The schools began a minute apart from one another, and Borealis III and Michigan’s car, Momentum, raced virtually bumper to bumper along Canada’s Highway 1. Behind the wheel of Borealis, John Wanner found himself side by side with Momentum. At one stoplight, he turned to stare down the Michigan driver.

“He won’t look at me,” Wanner said into his headset. “The guy knows I’m looking right at him.”

Chatter over the CB radios between the two teams, necessary to communicate when one intends to pass the other, was just as colorful. But with 10 minutes to make up, the Minnesotans couldn’t close the distance. People lining both sides of the road cheered Minnesota as it crossed the finish line at the University of Calgary, just minutes behind Michigan.

For the fourth time in this international contest, Minnesota has settled for runner-up honors.

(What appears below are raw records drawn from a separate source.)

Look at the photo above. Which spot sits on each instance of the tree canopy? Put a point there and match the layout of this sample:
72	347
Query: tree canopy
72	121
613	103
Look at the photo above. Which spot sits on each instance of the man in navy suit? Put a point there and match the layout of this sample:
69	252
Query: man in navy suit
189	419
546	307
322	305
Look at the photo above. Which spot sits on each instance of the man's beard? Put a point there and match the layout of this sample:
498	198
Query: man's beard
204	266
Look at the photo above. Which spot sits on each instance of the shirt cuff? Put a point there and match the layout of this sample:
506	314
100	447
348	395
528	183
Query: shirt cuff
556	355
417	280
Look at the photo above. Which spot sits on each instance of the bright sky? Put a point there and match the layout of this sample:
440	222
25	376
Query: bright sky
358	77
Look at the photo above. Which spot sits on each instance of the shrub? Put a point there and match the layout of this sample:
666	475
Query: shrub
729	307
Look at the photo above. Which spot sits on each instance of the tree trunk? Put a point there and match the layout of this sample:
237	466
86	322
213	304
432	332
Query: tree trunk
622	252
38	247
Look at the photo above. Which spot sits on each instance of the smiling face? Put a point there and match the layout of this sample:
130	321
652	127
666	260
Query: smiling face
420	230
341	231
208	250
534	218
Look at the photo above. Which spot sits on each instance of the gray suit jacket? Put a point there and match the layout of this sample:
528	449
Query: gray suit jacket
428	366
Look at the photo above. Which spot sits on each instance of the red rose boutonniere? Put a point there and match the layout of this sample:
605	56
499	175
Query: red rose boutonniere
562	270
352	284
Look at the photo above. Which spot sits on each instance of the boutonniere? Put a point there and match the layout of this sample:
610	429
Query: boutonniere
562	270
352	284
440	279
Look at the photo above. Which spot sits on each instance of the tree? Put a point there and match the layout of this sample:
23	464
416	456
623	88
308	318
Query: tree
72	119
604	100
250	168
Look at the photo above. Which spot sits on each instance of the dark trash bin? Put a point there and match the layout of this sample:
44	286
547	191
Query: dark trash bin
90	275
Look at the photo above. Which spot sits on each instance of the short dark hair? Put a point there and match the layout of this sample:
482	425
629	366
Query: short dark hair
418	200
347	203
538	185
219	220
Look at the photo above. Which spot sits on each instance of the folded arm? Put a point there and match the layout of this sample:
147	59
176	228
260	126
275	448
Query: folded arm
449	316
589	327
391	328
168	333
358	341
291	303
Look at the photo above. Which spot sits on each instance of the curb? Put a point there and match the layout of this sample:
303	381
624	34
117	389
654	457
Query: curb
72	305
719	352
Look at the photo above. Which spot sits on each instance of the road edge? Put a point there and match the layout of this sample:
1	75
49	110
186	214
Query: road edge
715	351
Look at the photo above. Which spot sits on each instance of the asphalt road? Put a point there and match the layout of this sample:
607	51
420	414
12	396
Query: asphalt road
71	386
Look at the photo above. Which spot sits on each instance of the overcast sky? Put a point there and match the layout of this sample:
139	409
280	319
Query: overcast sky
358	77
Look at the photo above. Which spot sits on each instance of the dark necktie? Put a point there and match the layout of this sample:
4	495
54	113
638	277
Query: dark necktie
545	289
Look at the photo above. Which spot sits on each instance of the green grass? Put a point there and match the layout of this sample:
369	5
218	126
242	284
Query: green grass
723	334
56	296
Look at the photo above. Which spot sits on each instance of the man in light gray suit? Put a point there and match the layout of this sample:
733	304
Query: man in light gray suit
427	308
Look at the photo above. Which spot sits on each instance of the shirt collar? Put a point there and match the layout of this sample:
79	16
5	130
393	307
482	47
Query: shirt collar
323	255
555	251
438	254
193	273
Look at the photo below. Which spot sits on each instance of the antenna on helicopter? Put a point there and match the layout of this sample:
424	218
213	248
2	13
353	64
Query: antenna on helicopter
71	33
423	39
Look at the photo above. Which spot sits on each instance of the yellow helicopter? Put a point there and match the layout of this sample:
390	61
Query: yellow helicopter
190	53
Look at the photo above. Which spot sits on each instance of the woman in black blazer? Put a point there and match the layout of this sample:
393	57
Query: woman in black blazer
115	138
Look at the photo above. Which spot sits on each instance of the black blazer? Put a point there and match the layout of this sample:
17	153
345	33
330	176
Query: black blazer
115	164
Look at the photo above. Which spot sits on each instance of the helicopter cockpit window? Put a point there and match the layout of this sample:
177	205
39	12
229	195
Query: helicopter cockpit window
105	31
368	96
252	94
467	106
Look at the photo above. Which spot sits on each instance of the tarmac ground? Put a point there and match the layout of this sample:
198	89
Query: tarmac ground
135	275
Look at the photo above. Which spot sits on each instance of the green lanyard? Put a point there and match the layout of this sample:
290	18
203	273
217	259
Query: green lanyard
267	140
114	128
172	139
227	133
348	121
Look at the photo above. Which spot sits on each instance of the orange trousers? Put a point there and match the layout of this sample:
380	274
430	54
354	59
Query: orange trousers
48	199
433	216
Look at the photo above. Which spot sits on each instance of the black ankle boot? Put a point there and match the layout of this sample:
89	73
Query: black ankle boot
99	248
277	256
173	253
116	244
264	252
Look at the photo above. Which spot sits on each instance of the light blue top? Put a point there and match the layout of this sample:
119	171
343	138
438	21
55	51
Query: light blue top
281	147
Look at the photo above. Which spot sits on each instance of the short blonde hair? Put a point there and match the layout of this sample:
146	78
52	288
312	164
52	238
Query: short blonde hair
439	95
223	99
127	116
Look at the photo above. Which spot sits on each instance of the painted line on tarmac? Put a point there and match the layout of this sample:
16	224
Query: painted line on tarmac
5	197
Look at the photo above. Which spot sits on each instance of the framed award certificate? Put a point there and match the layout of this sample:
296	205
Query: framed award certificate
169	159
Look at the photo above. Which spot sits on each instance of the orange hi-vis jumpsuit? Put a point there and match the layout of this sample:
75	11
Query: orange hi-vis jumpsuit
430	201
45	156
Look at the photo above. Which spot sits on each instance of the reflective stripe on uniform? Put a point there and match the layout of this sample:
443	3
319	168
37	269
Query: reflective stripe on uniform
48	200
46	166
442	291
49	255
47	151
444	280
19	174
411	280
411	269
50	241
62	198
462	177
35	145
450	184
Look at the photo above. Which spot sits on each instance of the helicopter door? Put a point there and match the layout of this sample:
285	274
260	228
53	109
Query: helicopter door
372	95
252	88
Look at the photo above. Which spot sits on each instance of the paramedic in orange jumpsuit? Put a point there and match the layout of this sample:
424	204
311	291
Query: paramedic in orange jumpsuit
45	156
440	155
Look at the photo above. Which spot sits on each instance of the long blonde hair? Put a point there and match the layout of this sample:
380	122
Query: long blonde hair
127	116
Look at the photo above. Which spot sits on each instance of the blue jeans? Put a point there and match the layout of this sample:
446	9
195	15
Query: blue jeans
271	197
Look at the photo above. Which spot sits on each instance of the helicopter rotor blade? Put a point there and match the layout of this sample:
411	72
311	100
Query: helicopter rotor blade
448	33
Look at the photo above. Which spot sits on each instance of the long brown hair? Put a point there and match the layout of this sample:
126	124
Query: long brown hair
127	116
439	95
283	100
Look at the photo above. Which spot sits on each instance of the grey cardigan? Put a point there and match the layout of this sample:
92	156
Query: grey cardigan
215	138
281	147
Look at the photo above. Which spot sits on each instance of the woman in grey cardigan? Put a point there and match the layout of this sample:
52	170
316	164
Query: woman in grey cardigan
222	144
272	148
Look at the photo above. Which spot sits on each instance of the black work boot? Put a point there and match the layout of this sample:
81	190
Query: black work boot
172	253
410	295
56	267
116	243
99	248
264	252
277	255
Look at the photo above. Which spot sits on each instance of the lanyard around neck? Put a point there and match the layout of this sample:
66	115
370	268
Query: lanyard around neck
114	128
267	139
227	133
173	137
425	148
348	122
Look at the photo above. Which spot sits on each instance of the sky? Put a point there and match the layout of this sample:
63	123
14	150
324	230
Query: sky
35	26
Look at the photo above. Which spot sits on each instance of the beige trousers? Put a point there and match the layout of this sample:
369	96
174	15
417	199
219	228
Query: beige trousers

Despite the finish, Wanner called Wednesday “one of the most fun times I’ve ever had driving the car.”

“We were going head to head with Ford, GM and Shell — I mean Michigan — and only lost to them by 10 minutes,” Wanner said. “You have to be so proud of what this team accomplished.”

Some members of the Minnesota team are talking about preparing the car for the World Solar Challenge in Australia, but Andrews doesn’t plan to be among them.

“I wish I could race cars for the rest of my life,” he said Wednesday. “But I have to find a job.”